Regulation 19 defence for information society service providers

I spent a lot of time at the weekend moving books around, having acquired a new bookcase. It now houses our collection of political biographies (plus my treasured but probably valueless autographed copy of The Middle Way), and it brought home to me how much politics has changed since I was involved in it. I don’t think it was necessarily gentler, but the media though which outrageous statements could be made immediately available to the whole world didn’t exist – so perhaps it seemed more civilised.

Then I read Kaschke v Gray & Hilton [2010] EWHC 690 (QB) (29 March 2010) and it confirms my impression. The facts don’t need setting out here. Suffice to say that G allegedly posted defamatory statements about K on a blog called, controlled and operated by H. H applied to have the claim struck out, on the grounds that he had good defences under section 1 of the Defamation Act (not the author, editor or publisher) and Regulation 19 of the Electronic Commerce (EC Directive) Regulations 2002 (S.I. 2002 No 2013) (“mere conduit, caching and hosting”), lost before the Master, was refused permission to appeal, appealed against that to Eady J who allowed it, and then ended up appealing the Reg 19 (but not the s1) defence to Mr Justice Stadlen.

H contended that all he did was make available the service in which others could post.
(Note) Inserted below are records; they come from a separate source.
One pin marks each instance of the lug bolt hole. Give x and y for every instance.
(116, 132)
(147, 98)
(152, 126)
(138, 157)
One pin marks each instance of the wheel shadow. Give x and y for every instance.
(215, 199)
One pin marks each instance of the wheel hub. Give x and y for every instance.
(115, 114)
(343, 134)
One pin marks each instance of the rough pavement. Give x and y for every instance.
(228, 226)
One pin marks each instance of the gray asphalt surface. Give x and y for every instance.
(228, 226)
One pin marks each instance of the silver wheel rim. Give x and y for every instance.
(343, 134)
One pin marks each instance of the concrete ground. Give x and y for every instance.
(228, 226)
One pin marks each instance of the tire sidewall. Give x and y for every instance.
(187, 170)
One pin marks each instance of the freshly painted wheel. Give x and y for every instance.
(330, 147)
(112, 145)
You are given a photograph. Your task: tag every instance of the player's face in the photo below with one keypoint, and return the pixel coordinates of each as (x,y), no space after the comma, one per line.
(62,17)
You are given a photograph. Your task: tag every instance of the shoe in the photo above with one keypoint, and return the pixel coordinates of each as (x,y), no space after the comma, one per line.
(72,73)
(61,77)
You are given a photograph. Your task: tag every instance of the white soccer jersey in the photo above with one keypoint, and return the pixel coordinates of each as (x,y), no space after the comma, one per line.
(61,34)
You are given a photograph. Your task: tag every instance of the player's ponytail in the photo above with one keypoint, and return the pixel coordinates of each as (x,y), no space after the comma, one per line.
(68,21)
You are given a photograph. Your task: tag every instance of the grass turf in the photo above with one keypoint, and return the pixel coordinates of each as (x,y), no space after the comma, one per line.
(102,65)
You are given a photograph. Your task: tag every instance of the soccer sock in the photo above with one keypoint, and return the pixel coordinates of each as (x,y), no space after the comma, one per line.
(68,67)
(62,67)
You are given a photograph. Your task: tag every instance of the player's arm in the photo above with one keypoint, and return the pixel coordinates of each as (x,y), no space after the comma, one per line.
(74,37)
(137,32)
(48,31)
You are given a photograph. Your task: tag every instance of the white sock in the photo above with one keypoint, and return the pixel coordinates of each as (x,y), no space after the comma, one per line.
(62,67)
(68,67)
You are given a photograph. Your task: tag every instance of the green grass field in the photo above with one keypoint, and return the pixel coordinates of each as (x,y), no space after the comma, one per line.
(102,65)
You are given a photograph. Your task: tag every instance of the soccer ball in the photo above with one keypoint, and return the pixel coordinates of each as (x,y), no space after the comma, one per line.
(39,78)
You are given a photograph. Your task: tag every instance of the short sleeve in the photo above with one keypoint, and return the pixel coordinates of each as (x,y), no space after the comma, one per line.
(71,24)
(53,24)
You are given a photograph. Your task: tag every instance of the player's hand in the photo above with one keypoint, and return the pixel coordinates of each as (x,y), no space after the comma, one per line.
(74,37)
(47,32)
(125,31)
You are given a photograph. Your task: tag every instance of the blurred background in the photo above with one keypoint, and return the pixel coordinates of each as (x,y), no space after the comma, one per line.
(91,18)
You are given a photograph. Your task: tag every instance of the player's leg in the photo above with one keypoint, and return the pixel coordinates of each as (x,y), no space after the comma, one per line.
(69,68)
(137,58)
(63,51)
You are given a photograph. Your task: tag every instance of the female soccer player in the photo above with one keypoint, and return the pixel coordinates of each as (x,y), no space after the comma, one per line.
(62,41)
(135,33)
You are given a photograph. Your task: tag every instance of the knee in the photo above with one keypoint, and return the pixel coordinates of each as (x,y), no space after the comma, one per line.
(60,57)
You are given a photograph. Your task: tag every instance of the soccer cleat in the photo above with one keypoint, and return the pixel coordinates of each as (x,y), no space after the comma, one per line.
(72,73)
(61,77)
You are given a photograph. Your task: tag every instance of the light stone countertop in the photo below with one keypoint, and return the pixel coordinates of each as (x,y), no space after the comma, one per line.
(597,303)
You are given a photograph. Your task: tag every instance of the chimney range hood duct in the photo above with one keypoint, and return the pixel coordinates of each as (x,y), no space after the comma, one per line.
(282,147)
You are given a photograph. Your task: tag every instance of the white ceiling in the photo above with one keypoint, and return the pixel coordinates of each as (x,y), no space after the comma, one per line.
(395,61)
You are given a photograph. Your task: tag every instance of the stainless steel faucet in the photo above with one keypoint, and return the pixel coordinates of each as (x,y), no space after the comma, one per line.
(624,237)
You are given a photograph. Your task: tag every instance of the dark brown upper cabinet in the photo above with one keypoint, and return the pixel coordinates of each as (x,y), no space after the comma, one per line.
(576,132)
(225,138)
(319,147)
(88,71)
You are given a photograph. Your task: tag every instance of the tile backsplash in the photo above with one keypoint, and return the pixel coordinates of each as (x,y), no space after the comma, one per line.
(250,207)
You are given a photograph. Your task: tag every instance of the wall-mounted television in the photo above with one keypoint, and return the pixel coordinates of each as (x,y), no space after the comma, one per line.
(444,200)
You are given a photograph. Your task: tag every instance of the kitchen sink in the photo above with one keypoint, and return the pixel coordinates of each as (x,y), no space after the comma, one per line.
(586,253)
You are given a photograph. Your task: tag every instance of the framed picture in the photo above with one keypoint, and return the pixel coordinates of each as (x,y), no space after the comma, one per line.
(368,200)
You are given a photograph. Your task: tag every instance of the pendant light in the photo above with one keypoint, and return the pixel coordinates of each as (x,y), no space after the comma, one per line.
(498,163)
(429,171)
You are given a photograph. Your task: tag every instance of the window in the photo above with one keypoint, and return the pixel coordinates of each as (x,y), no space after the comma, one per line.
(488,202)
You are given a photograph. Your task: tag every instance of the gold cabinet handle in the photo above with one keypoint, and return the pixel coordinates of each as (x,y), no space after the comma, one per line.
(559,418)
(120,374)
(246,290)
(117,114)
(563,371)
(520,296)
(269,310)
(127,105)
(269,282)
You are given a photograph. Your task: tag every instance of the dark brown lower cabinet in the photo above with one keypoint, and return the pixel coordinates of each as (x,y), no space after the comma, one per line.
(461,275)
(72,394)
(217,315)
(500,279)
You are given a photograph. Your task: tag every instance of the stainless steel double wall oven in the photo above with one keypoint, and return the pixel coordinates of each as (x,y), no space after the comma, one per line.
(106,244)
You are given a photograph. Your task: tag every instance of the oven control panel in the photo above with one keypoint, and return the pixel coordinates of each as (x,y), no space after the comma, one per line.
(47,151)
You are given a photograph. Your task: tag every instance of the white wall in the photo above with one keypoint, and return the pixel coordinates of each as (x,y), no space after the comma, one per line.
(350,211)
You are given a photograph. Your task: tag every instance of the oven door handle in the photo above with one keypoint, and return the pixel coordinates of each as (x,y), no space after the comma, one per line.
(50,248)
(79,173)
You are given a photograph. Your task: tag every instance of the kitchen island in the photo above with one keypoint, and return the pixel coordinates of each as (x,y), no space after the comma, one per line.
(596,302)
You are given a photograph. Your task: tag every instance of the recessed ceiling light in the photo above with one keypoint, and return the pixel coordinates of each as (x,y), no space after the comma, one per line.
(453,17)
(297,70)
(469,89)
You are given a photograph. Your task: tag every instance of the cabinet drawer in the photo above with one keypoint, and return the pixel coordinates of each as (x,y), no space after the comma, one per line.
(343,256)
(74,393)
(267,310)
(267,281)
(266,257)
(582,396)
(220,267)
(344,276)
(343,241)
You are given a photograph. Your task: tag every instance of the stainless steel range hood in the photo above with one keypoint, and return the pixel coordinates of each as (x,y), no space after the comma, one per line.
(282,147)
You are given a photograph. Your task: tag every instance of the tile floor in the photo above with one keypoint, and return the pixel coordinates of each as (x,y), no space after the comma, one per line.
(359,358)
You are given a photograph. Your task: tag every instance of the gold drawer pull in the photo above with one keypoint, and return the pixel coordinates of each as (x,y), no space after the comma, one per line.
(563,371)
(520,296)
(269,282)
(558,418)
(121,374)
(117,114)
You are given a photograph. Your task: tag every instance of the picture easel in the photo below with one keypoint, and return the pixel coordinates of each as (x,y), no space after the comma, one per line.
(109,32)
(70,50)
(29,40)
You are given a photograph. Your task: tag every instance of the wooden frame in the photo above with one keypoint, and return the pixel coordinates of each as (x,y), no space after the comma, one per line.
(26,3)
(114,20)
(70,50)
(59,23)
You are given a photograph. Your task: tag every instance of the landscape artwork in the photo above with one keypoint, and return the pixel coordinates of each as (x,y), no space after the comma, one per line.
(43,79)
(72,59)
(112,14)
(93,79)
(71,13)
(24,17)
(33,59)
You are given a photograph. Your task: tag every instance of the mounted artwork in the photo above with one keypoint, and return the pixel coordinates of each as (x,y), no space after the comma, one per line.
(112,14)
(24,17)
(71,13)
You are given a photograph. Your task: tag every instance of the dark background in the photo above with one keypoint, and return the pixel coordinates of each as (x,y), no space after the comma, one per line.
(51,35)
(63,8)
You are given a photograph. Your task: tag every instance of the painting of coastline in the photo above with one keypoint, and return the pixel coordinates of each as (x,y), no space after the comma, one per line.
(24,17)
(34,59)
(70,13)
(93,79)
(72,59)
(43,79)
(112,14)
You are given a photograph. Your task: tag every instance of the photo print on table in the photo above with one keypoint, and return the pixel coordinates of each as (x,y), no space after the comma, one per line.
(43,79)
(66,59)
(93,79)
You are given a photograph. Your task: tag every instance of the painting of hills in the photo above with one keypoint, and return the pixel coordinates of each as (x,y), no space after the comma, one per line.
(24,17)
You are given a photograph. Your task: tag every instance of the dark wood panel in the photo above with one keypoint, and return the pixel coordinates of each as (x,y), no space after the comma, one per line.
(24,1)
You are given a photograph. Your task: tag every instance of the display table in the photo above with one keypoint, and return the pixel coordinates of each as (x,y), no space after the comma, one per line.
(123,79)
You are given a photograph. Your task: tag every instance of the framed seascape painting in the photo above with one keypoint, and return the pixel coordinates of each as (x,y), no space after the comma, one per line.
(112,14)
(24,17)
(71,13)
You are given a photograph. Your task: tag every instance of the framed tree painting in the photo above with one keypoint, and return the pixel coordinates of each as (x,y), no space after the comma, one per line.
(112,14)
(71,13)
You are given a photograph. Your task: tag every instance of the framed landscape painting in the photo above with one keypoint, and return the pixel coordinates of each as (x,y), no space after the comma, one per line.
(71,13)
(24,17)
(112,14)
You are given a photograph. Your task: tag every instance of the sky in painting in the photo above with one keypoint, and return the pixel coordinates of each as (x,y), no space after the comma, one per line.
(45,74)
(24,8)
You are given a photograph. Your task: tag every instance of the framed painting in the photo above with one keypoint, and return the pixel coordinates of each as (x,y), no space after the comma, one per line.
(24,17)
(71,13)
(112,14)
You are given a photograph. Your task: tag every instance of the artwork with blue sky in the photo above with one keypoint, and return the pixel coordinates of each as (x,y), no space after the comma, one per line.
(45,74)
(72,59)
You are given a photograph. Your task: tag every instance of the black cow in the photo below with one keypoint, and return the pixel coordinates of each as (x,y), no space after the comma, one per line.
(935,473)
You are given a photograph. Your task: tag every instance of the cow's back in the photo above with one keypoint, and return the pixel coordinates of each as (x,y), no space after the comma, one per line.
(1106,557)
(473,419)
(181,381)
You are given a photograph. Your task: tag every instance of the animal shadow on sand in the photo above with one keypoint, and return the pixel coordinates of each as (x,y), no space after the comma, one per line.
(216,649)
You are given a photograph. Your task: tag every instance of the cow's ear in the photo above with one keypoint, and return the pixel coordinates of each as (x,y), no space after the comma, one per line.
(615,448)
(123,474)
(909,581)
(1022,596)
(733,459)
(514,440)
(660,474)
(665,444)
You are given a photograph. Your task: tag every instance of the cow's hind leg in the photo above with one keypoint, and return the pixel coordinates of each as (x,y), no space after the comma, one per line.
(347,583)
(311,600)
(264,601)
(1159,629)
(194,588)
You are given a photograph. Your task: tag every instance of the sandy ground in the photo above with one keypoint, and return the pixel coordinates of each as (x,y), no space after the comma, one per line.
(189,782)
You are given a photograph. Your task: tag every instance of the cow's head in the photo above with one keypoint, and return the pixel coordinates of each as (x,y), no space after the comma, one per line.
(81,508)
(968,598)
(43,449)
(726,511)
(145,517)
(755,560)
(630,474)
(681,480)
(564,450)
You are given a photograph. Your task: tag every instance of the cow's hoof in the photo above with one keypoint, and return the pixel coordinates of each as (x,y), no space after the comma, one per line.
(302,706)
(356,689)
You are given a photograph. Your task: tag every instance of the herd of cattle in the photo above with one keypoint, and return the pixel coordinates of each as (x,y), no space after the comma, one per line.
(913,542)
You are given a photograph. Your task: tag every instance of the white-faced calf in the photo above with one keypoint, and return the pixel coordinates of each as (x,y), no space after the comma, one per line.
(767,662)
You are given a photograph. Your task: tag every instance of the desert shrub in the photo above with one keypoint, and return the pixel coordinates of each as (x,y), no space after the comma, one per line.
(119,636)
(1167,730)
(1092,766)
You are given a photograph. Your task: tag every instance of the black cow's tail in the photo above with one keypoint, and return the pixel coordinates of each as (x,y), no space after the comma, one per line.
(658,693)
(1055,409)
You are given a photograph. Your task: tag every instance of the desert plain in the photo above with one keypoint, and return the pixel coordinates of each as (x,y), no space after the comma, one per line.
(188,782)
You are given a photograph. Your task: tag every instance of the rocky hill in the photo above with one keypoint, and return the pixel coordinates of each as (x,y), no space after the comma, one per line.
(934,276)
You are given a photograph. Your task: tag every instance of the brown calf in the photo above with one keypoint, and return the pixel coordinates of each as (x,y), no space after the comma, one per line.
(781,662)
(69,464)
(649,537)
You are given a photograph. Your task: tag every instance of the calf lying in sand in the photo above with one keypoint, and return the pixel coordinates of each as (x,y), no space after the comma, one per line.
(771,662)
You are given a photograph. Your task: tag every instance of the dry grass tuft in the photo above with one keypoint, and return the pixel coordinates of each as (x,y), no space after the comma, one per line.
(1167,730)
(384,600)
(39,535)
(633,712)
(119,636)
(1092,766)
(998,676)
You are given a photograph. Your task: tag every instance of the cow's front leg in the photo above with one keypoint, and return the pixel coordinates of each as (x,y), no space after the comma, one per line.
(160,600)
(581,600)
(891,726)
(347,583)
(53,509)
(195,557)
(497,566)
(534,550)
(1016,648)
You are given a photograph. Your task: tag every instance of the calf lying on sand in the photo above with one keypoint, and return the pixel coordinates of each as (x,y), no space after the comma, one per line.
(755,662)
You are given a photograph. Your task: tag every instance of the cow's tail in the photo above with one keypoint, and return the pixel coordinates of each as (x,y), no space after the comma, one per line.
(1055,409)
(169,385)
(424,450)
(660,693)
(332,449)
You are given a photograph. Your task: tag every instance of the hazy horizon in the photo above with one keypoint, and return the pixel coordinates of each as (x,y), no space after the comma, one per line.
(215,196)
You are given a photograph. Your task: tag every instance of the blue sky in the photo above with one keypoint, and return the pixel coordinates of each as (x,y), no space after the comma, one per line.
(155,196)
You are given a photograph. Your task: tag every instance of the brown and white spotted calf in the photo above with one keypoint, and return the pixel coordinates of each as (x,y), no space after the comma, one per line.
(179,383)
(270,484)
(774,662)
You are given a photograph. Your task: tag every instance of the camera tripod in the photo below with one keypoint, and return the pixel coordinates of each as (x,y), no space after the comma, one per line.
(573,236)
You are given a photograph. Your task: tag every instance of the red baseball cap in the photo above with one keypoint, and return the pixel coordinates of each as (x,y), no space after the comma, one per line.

It was not proactively moderated, or even closely monitored although as you’d expect he would (he said) consider postings about which complaints were made and take appropriate action. (The claimant’s complaint about the posting in question was sent by post to the wrong address rather than to the email address provided on the blog, which wasn’t a great start.)
However, it seems that the website did have a system – initiated, the master said, by H – under which entries on the site were “recommended”: he had the power to adjust the scope to give entries that status. He “promoted” posts – making them more prominent than they otherwise would be. He checked spelling and grammar when he did this, too. And of course he would delete material where necessary, as well as blocking spam accounts from posting. The s1 defence was not the stuff of summary judgment: there was an issue to be tried. As for reg 19, the master referred to the judgment of Eady J (him again!) in Bunt v Tilley [2006] EWHC 407:

8. The high point of the claimant’s case in this respect is to rely upon the fact that the corporate Defendants have provided a route as intermediaries, whereby third parties have access to the internet and have been able to pass an electronic communication from one computer to another resulting in a posting to the Usernet message board. The Usernet service is hosted by others who are not parties to these proceedings, such as Google. It is not accepted that the relevant postings necessarily took place via the relevant ISP services but that would be a matter for the claimant to establish at trial. For the moment, that assumption should be made in his favour.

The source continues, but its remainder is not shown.